El Salvador’s Navy rescued 16 Ecuadorians whose vessel caught fire a week ago in Pacific waters near the Galápagos archipelago, Ecuador’s Navy reported. The boat had departed from the port of Manta in southwestern Ecuador on March 2 and was sailing near the Galápagos when a fire alert was reported.
After a week of searching, El Salvador’s Navy said Tuesday that it was carrying out a humanitarian operation to transport 16 castaways, all Ecuadorian nationals, who had been rescued at sea. Two men with foot injuries and burns were taken first to the naval base in La Unión, in southeastern El Salvador, so they could receive hospital care.
The other 14 Ecuadorians will arrive in La Unión in the coming hours so authorities can verify their health condition and legal status, it added. From Ecuador, Navy Captain Diego Criollo confirmed that they were the missing fishermen. It has been confirmed that the names match those of the rescued crew members on board, Criollo said while sharing a communication from El Salvador’s Navy.
Relatives celebrated the rescue. I’m happy because they have finally given us news, Rosa Holguín, whose husband and son were on the boat, told reporters. Through tears, she described the horrendous pain she felt after their disappearance.
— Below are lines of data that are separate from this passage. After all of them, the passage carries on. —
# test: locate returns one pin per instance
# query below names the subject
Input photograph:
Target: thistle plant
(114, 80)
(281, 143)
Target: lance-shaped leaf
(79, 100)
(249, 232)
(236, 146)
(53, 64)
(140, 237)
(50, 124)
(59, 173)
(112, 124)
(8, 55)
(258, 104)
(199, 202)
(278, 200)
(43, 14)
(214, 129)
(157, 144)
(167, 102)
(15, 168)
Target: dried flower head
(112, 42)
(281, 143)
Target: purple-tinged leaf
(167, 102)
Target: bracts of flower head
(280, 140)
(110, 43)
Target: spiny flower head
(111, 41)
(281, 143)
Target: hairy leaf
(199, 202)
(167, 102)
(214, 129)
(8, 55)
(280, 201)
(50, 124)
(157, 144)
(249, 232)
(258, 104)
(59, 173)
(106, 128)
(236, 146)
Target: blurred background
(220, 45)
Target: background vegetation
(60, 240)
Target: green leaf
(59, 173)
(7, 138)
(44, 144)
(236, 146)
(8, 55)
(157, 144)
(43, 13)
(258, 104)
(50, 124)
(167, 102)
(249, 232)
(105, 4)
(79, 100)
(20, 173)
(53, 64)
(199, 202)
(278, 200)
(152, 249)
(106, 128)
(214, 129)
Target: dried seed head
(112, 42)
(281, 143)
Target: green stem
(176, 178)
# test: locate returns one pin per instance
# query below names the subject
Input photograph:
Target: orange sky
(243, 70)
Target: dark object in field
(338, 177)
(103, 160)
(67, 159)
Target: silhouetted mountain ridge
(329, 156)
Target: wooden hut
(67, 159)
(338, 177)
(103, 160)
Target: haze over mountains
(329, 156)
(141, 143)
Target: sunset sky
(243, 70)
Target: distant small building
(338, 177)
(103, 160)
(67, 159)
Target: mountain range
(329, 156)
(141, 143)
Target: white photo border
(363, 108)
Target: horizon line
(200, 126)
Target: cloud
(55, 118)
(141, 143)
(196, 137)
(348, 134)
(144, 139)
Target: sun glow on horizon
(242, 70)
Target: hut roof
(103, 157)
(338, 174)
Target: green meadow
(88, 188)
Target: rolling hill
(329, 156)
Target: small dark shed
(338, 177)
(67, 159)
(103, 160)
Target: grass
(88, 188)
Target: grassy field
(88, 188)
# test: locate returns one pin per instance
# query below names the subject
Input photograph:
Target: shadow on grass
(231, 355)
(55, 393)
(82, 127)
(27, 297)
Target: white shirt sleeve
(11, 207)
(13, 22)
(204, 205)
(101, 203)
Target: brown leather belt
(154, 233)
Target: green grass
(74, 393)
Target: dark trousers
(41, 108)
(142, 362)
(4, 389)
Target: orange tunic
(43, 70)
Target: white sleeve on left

The fire occurred in the middle of an anti-drug trafficking offensive by the Ecuadorian government with support from the United States, leading families to suspect that the fishermen were victims of a bombing. Authorities have not commented on that possibility.
Anti-narcotics operations are concentrated along Ecuador’s coast, where 70 percent of the cocaine from Colombia and Peru, the world’s leading producers of the drug, is shipped out. Since September, the United States has also been attacking suspected drug trafficking vessels in the Caribbean and eastern Pacific, leaving about 150 dead.